METHODS: Baseline blood samples from 169 patients were tested retrospectively for hepatitis B surface antigens (HBsAg), anti-hepatitis B core (anti-HBc), anti-HCV and - if HBsAg or anti-HCV result was positive or indeterminate - for HBV DNA or HCV RNA, respectively, using the Cobas Ampliprep/Cobas TaqMan quantitative assay (Roche Diagnostics GmbH, Mannheim, Germany).

RESULTS: HBV DNA was detected in 14 of the 18 patients with positive or indeterminate HBsAg results [8.3% of the total study population, 95% confidence interval (CI) 4.6-13.5]. The median HBV viral load was 2.47 x 10(7) IU/mL [interquartile range (IQR) 3680-1.59 x 10(8); range 270 to >2.2 x 10(8)]. Twenty-one patients (12.4%, 95% CI 7.9-18.4) were found with HCV RNA (all with positive HCV serology). The median HCV viral load was 928 000 IU/mL (IQR 178 400-2.06 x 10(6); range 640-5.5 x 10(6)). No patient was co-infected with HBV and HCV. In multivariate analysis, HCV co-infection was associated with greater age [>or=45 years vs. <45 years, odds ratio (OR) 11.89, 95% CI 3.49-40.55, P<0.001] and abnormal serum alanine aminotransferase level [>or=1.25 x upper limit of normal (ULN) vs. <1.25 x ULN, OR 7.81, 95% CI 1.54-39.66, P=0.01]; HBV co-infection was associated with abnormal serum aspartate aminotransferase level (OR 4.33, 95% CI 1.32-14.17, P=0.02).

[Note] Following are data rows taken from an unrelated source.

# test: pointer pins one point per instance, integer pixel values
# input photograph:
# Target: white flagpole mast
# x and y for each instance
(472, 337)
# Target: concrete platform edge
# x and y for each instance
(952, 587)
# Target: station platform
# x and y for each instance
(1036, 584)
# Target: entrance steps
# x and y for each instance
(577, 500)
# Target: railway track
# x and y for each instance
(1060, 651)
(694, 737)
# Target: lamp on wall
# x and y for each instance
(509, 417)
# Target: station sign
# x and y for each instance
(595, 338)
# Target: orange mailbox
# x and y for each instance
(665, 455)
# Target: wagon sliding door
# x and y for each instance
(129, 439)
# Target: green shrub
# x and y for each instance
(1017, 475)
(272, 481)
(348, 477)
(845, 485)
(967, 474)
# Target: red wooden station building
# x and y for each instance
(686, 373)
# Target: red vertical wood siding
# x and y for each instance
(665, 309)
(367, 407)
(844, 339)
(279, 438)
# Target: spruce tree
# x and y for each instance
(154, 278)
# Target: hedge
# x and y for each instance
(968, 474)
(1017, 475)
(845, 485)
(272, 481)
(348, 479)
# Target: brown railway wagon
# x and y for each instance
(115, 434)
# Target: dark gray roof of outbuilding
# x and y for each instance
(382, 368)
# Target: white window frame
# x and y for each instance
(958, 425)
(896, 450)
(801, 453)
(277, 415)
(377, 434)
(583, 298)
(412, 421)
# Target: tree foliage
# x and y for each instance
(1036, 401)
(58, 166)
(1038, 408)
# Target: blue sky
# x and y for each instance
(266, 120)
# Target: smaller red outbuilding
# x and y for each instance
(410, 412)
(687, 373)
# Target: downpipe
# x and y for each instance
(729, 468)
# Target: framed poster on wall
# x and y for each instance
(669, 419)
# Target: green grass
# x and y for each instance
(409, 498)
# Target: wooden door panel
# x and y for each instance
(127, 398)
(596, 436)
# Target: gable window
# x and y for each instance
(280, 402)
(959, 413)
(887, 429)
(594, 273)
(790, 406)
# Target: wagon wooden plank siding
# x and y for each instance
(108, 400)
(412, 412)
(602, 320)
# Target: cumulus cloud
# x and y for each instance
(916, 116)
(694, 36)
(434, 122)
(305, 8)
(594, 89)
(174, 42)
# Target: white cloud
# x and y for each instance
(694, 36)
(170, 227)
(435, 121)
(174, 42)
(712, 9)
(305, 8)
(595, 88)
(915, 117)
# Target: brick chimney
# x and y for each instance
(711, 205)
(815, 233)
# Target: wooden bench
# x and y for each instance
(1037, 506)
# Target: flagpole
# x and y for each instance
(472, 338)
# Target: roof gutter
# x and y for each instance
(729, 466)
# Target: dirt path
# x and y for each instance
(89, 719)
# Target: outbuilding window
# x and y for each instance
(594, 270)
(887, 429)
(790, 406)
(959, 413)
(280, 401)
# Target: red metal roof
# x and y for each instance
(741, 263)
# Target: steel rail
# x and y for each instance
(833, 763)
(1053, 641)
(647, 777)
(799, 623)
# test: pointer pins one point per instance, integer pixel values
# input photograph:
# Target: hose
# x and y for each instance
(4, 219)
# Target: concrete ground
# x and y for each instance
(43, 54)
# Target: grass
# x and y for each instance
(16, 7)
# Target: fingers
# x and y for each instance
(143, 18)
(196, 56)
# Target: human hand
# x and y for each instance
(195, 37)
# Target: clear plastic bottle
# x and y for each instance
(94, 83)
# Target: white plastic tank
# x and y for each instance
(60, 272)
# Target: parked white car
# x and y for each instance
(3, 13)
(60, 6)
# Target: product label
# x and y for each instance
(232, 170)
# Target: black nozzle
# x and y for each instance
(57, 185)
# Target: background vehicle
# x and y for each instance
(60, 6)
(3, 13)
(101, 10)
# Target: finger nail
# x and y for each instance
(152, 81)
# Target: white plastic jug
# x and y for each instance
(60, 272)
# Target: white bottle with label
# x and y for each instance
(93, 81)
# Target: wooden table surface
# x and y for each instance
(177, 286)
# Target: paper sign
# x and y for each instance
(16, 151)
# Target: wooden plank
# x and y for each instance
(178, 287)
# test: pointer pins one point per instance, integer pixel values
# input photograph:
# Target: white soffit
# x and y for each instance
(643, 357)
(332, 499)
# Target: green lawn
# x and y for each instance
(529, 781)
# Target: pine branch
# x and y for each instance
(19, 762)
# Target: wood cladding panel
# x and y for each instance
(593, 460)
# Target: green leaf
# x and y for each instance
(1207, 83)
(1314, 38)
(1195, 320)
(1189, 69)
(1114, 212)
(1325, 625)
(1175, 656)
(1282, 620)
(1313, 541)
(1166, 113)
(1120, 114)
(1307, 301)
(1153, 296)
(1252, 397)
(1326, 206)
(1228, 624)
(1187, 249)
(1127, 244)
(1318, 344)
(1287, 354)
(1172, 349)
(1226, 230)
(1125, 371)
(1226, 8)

CONCLUSIONS: These high rates of active HBV and HCV co-infections in HIV-positive Cameroonian patients requiring antiretroviral therapy underline the need to promote: (i) screening for HBV and HCV before treatment initiation; (ii) accessibility to tenofovir (especially in HBV-endemic African countries); and (iii) accessibility to treatment for HBV and HCV infections.